Angiogenesis contributes to plaque instability in atherosclerosis and further increases cardio-cerebrovascular risk. Circular RNAs (circRNAs) are promising biomarkers and potential therapeutic targets for atherosclerosis. Previous studies have demonstrated that tetramethylpyrazine (TMP) and paeoniflorin (PF) combination treatment (TMP-PF) inhibited oxidized low-density lipoprotein (ox-LDL)-induced angiogenesis in vitro. However, whether circRNAs regulate angiogenesis in atherosclerosis and whether TMP-PF can regulate angiogenesis-related target circRNAs in atherosclerosis are unknown. In this study, human RNA sequencing (RNA-seq) data were analysed to identify differentially expressed (DE) circRNAs in atherosclerosis and to obtain angiogenesis-associated circRNA-microRNA (miRNA)-messenger RNA (mRNA) networks.
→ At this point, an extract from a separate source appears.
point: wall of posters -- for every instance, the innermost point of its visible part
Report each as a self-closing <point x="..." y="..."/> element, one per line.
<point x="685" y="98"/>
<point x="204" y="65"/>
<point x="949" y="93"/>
Target circRNA-related mechanisms in angiogenesis in atherosclerosis and the regulatory effects of TMP-PF on target circRNA signalling were studied in ox-LDL-induced human umbilical vein endothelial cells (HUVECs) by cell proliferation, migration, tube formation, and luciferase reporter assays, real-time quantitative polymerase chain reaction (RT-qPCR) and Western blotting. A novel circRNA (circular stimulator of chondrogenesis 1, circSCRG1) was initially identified associated with angiogenesis in atherosclerosis, and circSCRG1 silencing up-regulated miR-1268b expression, increased nuclear receptor subfamily 4 group A member 1 (NR4A1) expression and then promoted ox-LDL-induced angiogenesis. TMP-PF (1 µmol/L TMP combined with 10 µmol/L PF) up-regulated circSCRG1 expression, mediated miR-1268b to suppress NR4A1 expression and then inhibited ox-LDL-induced angiogenesis. However, circSCRG1 silencing abolished the inhibitory effects of TMP-PF on ox-LDL-induced angiogenesis, which were rescued by the miR-1268b inhibitor. In conclusion, circSCRG1 might serve as a new target regulating angiogenesis in atherosclerosis via the circSCRG1/miR-1268b/NR4A1 axis and TMP-PF could regulate the circSCRG1/miR-1268b/NR4A1 axis to inhibit angiogenesis in atherosclerosis in vitro, indicating a novel angiogenesis signalling circSCRG1/miR-1268b/NR4A1 pathway in atherosclerosis and the regulatory effects of TMP-PF, which might provide a new pharmaceutical strategy to combat atherosclerotic plaque instability.